Even as risk appetite raises currencies opposite of the greenback, it looks like the safest currency is projected to boost against the oil-sensitive Norwegian krone. Crude oil inventories are projected to report a slump for the week, which could come in from 2.023 million to 1.271 million later today and help boost oil prices specifically in the United States. Oil prices are projected to assist the rise of its currency, and could even assist its long-term increase. Meanwhile, as one of the world’s largest producers of oil, Norway’s economy would be in grave danger: further pandemic lockdowns will send oil demand plummeting for the rest of the year. If Norway manages to shift its investments from crude to hydrogen, it could recover, but its near-term fate is sealed, unless the FOMC reports on inflation and interest rate projections to 2023 will leave devastating news that could trigger further damage towards the greenback.

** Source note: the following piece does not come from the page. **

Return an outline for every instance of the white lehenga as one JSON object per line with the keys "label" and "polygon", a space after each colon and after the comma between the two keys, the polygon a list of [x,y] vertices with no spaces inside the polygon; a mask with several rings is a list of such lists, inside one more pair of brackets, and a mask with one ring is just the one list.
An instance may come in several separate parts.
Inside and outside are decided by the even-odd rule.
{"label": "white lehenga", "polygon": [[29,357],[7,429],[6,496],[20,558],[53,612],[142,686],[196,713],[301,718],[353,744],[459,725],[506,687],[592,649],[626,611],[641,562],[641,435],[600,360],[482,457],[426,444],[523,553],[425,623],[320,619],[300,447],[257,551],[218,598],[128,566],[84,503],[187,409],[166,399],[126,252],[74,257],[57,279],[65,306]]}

Poland’s Monetary Policy Council left the country’s benchmark interest rates at 0.10 percent. This will be part of the nation’s confidence that it will meet its inflation target by the end of the year, which it had expected to increase by 3 percent on a yearly basis. Although, prices of goods and services are projected to fall by 0.1 percent on a monthly basis. Domestic statistics offices reported an increase on retail sales in July by 3 percent against 2019, and up by 6.5 percent in comparison to June. Furthermore, the National Bank of Poland confirmed that it expects further growth in its economic situation and is looking forward to easing its monetary policy in the upcoming months. However, its increase could be limited, since there are notable uncertainties brought by the pandemic. For now, the economic improvements reported will be the driving force of the zloty’s increase against the US dollar near-term unless the FOMC reports positivity for the US economy.